Durch die Zusammenarbeit mit kreativen Köpfen der ZHdK möchte Bally einen Schritt zurück machen – zurück zu den Anfängen, zurück zur helvetischen Identität. Die 24 Studentinnen und Studenten formierten sich in acht Gruppen und bekamen den Auftrag, von der Herbst/Winter-Kollektion 2018/2019 inspirierte Poster zu entwerfen. Das Ziel war, Schuhmodelle des Bally-Archivs zeitgenössisch zu interpretieren. Die Jury rund um Bally-CEO Frédéric de Narp wählte schlussendlich vier Gewinnergruppen aus, deren Neuinterpretationen und innovative Denkansätze überzeugten.

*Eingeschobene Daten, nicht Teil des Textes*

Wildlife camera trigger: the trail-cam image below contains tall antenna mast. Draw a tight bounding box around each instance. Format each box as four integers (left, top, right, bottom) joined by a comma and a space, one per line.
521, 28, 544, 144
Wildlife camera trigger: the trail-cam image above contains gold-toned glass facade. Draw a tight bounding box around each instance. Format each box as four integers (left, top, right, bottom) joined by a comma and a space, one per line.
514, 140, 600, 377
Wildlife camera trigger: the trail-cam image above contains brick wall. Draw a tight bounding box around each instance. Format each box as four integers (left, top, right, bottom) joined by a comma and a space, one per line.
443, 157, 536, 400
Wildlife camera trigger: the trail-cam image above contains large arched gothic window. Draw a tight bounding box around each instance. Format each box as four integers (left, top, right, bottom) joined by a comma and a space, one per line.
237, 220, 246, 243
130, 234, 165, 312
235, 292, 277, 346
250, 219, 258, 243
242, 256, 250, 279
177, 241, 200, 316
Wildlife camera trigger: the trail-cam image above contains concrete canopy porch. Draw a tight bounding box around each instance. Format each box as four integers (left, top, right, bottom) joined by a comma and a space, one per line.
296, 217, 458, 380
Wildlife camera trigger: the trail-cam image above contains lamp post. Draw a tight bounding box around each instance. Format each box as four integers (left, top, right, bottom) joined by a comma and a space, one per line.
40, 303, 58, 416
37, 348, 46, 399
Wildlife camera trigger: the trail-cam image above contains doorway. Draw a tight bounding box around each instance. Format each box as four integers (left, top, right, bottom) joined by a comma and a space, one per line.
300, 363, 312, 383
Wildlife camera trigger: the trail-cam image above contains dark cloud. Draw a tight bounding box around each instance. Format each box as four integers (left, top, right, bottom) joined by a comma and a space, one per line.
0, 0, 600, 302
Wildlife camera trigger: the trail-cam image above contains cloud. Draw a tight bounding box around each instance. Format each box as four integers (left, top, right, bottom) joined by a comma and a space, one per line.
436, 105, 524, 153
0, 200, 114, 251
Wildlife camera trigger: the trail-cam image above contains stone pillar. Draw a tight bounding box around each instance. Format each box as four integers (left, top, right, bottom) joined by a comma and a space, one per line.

Das Gewinnerwerk besteht aus bewährten Bally-Schuhmodellen, die dank der Technik des 3-D-Scannens in eine faszinierend-futuristische Welt entführen. Auch die weiteren ausgezeichneten Werke haben die Verschmelzung von Vergangenheit und Gegenwart in origineller Weise umgesetzt – ob mittels des Zusammenfügens der Strassen Zürichs mit klassischen Anzugsschuhen, der Orientierung an Ballys dynamischem Posterarchiv oder der Kombination historischer Kunstwerke mit modernem Grafikdesign. Ballys Schweizer Identität wird durch jedes der Ergebnisse gefestigt und gestärkt. Und es wird offensichtlich: Auf dieses Erbe darf das Unternehmen ruhig stolz sein 

Die Projekte wurden im September mit einem Event im Zürcher Bally-Store gefeiert und sind in den Schaufenstern sowie im Store selbst ausgestellt. Zudem werden die Entwürfe in Ballys Genfer und Luzerner Läden präsentiert und weltweit auf den Social-Media-Kanälen der Marke geteilt.